Während wir stetig daran arbeiten uns zu einer autonomen Anhängerschaft zu entwickeln, begibt sich das Lamm in äußere Gefilde, in „feindliches“ Territorium. Dort draußen lauern Mörder, Vergewaltiger, Entführer, Häretiker. Das Lamm verspricht uns vor dem Außen zu beschützen, das Land zu bereinigen vom Teuflischen. Doch dafür braucht es mehr von uns. Mehr Macht. Mehr Hingabe. Dazu indoktriniert es einige von „da draußen“ in unsere „Gemeinde“. Sie fügen sich schnell ein und wenn nicht – nun. Wir fangen nun also an uns für den höheren Willen aufzugeben, voll und ganz dem Lamm hinzugeben. Selbst wenn es bedeutet das eigene Selbst zu opfern. Wir fangen an Gebrauch von den Altaren zu machen. Das Lamm ist erfreut, der Kult ist erfreut. Wir sind, sie sind voll und ganz dem Lamm verfallen. Liegen frivol unter dem Deckmantel der schier endlosen Positivität, den grellen Farben und den frohgestimmten Gesängen. Denn wir, sie, haben keine Wahl. Zweifler werden gebrandmarkt, eingekerkert oder schlicht entfernt, müssen als Opfergaben herhalten. Hinter der Fassade der Cute- und Coziness verbirgt sich das Gesicht selbstgefälligen Grauens.
Das Lamm selbst hatte jedoch auch nie eine Wahl. Es betrieb die Flucht nach vorne, um dem Schicksal eines jeden Lamms zu entrinnen. Das Missionieren im Namen eines fremden göttlichen Wesens bot ihm die einzige Option am Leben zu bleiben. Es solle einen eigenen Kult errichten, um die anderen göttlichen Entitäten und Strukturen zu entfernen und Platz zu machen für den einen wahren Gott, der das Lamm verschonte. Nun liegt es am Lamm die Kreisläufe und Dynamiken der Kulte aufrechtzuerhalten oder umzustürzen.
Der Selbsterhaltungstrieb des Kults erfordert das nichts Ungewolltes nach Außen gelangt. Dies sorgt allmählich für Unbehagen unter der Anhängerschaft. Doch die einmal täglich stattfindenden Predigten des Lamms besänftigen die Gemeinschaft, auch die regelmäßig stattfindenden Zeremonien und Rituale sämtlicher Art halten den Glauben aufrecht und erheitern die Gemüter.
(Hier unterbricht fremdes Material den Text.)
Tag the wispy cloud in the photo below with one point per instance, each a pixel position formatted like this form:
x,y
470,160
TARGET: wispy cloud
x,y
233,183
Mitglieder verschwinden, werden öffentlich angeprangert, hinterrücks ermordet, gefangen gehalten oder zeremoniell „verabschiedet“. Wir nehmen es hin denn wir sind mit einem allerlei an Irrglauben indoktriniert. Das Zugehörigkeitsgefühl und die göttliche Bestimmtheit überschwemmen jeden Zweifel. Uns geht es schlecht? Wir erleiden Hungersnöte und Epidemien, opfern dutzende Bekannte und Freunde, geben uns auf für unseren Advokaten? Zweifel? Nein, das geschieht alles zum höheren Wohl. Lasst uns einfach nochmal im Kreis tanzen.
Hier dreht sich wirklich alles im Kreis. Alles wiederholt sich. Die Belohnungen machen nichts mehr her. Lediglich neue Kostüme für die Anhängerschaft oder irgendwelche Schreinverzierungen sind hier noch zu erspielen. Ich hab genug. Hier gibt es nichts mehr für mich, hier gab es nie etwas für irgendjemanden, außer fürs Lamm.
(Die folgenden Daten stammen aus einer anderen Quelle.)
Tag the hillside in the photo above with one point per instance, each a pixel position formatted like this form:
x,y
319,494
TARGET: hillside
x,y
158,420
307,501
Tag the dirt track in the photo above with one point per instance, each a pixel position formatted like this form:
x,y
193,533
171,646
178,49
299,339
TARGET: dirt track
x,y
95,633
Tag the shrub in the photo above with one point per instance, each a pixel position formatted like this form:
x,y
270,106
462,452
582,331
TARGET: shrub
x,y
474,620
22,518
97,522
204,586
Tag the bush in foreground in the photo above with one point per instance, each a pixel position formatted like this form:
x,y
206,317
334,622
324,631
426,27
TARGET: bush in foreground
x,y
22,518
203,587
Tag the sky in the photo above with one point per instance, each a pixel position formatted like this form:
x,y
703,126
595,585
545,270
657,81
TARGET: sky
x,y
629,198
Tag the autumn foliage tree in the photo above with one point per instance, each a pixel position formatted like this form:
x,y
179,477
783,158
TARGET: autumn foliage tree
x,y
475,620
Wir tanzen. Sie tanzen. Unentwegt weiter und weiter, ständig im Kreis, halten kurz an und dann doch wieder weiter im Kreis.
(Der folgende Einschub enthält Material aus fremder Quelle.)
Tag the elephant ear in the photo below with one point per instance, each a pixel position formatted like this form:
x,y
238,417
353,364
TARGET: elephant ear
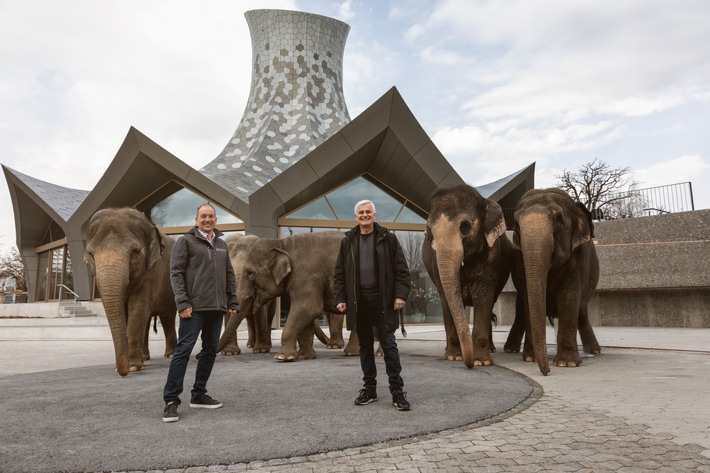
x,y
583,227
494,223
280,265
157,246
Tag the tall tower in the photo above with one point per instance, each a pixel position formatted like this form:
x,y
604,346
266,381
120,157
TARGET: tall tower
x,y
296,100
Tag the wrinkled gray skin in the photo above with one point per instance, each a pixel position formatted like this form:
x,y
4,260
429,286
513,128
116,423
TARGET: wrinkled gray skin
x,y
258,340
556,271
131,261
301,267
468,257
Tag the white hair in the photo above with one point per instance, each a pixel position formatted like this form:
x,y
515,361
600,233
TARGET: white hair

So, das ist die Gelegenheit. Wird Zeit den Kult zu verlassen. Ohne mich zu verabschieden, sang und klanglos werde ich mich davonmachen. Zum Glück war ich nur ein heimlicher Beobachter, kein „echtes“ Mitglied dieses Kults. Zum Glück kam niemand dahinter, sonst würde ich noch auf dem Opferaltar landen. Oh, wer kommt denn da nun so ungestüm auf mich zugerannt? Meine Anwesenheit wird bei einem wichtigen Ritual erwünscht und ist von höchster astrologischer Bedeutung? Ist das vielleicht MEIN Moment, der Moment meiner Erleuchtung, meiner Erhebung in himmlische Sphären? Darf ich jetzt das Lamm sein? Das Opferlamm?